Lesbians, gay men, and bisexual, transgender, and intersex people in Bulgaria (LGBTQ) face social and legal obstacles and discrimination that heterosexual and cisgender people do not experience.

First and foremost, these people continue to be targets of deliberate violence against them and their property. The reasons for such attacks are numerous: their sexual orientation, gender identity or expression, or gender characteristics. This violence is not adequately addressed by the authorities—neither at a preventative stage, where it should be intercepted, nor at the time of punishment, when the violence has already taken place and the experience of the victim must be recognized, and the perpetrator held accountable.
All of this is to be expected given the widespread negative attitudes towards LGBTQ people in Bulgarian society. As a result, people from these groups risk restriction and exclusion from public life.

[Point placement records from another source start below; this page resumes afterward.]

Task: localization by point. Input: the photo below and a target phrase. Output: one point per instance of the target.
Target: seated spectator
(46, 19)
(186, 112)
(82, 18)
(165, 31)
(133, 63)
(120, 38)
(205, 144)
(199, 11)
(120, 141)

According to data from the Eurobarometer 493 from 2019, only 39% of Bulgarians agree that LGBTQ individuals should enjoy the same rights as heterosexual and cisgender people. Approximately 60% admit that they would feel uncomfortable if such an individual held the highest elected political office in the country; approximately 50% would feel uncomfortable working with such an individual.
Bulgarian legislation in no way regulates personal and familial relationships for same-sex couples in the same way that it regulates them for heterosexual couples through the institution of marriage. It does not provide any legal framework whatsoever (any legal institution) for the establishment of legal familial ties or other legal effects for same-sex families. This legal vacuum places such families, their children, and their loved ones in extremely problematic, challenging situations when it comes to family, inheritance, and property law, as well as healthcare, taxation, insurance, banking and lending, education, and the exercise of labor, social, and insurance rights, etc.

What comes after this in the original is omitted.